Im a huge fan of the Raiders of WWII; I got a book on Marine Corp history and mentions the 1st Raider battalions amphibious assault on Tulagi, and of 2nd Raider battalions incursion on the Gilbert island region. cool stuff


----------



## MikeDelta (Oct 11, 2018)

@Ocoka This might be a deployment story, but I heard he ate pickled horseshoes for breakfast.
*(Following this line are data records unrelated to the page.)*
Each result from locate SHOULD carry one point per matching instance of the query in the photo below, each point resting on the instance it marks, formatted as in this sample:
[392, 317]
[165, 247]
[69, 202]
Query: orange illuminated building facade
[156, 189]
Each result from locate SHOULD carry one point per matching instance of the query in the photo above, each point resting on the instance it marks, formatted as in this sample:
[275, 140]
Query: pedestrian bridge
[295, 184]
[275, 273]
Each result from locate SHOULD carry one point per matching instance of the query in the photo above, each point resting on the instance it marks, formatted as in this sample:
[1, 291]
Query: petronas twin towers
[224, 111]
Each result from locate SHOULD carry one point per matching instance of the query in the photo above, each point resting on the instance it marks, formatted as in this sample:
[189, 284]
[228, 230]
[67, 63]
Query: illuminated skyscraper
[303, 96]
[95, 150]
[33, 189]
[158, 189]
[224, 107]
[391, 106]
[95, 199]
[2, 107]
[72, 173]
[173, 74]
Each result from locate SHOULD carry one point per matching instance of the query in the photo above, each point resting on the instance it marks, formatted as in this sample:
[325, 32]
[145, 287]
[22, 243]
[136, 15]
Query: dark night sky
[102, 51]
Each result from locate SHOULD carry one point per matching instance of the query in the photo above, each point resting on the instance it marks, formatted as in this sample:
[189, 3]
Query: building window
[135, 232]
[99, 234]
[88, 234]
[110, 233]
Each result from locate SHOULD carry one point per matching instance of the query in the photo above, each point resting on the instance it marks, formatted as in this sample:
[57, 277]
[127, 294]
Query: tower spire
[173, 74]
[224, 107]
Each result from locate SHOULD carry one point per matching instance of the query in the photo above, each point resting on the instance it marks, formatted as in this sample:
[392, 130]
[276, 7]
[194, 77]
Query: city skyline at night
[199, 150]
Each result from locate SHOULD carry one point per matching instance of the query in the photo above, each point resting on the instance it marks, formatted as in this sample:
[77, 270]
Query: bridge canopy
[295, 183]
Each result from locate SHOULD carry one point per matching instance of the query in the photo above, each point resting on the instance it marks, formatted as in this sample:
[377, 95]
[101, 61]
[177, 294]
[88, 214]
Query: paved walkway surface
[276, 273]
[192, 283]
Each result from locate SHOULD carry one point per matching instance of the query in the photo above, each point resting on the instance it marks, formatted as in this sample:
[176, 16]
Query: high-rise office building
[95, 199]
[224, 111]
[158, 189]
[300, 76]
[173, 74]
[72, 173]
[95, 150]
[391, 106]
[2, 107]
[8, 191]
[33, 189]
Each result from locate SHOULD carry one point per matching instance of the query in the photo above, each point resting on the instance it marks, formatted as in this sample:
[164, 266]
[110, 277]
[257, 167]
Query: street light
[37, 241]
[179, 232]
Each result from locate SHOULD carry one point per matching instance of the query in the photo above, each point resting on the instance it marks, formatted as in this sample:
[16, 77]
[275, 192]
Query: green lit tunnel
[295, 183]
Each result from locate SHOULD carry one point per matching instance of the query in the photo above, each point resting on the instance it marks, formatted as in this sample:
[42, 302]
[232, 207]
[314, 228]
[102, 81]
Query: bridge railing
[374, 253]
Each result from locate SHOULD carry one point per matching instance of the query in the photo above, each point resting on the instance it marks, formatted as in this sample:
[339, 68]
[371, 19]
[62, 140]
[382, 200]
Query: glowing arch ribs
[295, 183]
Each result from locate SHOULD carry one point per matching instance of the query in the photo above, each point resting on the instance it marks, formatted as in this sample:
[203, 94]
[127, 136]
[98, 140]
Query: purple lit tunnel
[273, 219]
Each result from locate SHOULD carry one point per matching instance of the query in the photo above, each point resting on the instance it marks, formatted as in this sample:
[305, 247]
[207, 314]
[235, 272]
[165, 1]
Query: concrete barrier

Thanks for sharing this very interesting footage.


----------



## Lake Shore: 354 (Oct 12, 2018)

Speaking of which, does M.C.S.O.C.O.M still exist or did that disband after the M.A.R.S.O.C was created in 2006?


----------



## Gunz (Oct 12, 2018)

deleted


----------



## Lake Shore: 354 (Oct 13, 2018)

So then what became of the Marine of M.C.S.O.C.O.M?


----------



## digrar (Oct 13, 2018)

> Deactivation On 7 February 2006, nearly one year to the day after Secretary Rumsfeld’s memorandum, Det One got the official word on its fate. Captain Daniel B. Sheehan III forwarded a message to the author with the comment, “There you have it. The fat lady sang.” Attached to his e-mail was the full text of Marine Corps Bulletin 5400, dated 6 February 2006. It directed the deactivation of MCSOCom Detachment no later than 1 April 2006 and laid out the subordinate tasks in detail. The manpower structure that was shuffled to create the billets for the detachment would be reshuffled to return each of the slots to the 42 commands from which they had come.



http://www.forcerecon.com/Det One Boards_Det One.pdf


----------